Embedchain makes it easier to switch between LLMs and Vector DBs and provides simple methods to add and query the data.

Frequently Asked Questions

Q1. What is Embedchain?

A. Embedchain is a Python tool that allows users to add in data of any type and get it stored in a Vector Store thus allowing us to query it with any Large Language Model.

Q2. How do we use different Vector Stores in Embedchain?

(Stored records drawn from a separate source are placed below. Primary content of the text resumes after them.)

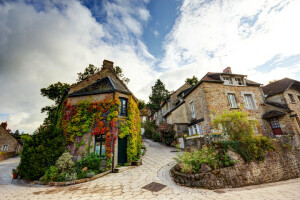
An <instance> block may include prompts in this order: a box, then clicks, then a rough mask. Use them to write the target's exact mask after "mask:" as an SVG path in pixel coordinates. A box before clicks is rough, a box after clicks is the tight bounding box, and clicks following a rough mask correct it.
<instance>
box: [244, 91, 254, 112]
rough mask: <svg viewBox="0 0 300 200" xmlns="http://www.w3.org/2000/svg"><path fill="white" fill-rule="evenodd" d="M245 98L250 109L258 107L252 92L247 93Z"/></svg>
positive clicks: (245, 103)
mask: <svg viewBox="0 0 300 200" xmlns="http://www.w3.org/2000/svg"><path fill="white" fill-rule="evenodd" d="M244 98H245V104H246V108H248V109H255V108H256V107H255V103H254V99H253V96H252V94H245V95H244Z"/></svg>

A. A vector database of our choice can be given to the app we are developing either through the config.yaml file or directly to the App() class by passing the database to the “db” parameter inside the App() class.

Q3. Will the data be persisted locally?

A. Yes, in the case of using local vector databases like chromadb, when we perform an add() method, the data will be converted into vector embeddings and then be stored in a vector database like chromadb which will be persisted locally under the folder “db”.

Q4. Is it necessary to create a config.yaml for working with different Databases / LLMs?

A. No, it is not. We can configure our application by directly passing the configurations to the App() variables or instead use a config.yaml to generate an App from the YAML file. Config.yaml file will be useful to replicate the results / when we want to share the configuration of our application with someone else but it is not mandatory to use one.

Q5. What are the supported data sources by Embedchain?

A. Embedchain supports data coming from different data sources which include CSV, JSON, Notion, mdx files, docx, web pages, YouTube videos, pdfs, and many more. Embedchain abstracts away the way it handles all these data sources thus making it easier for us to add any data.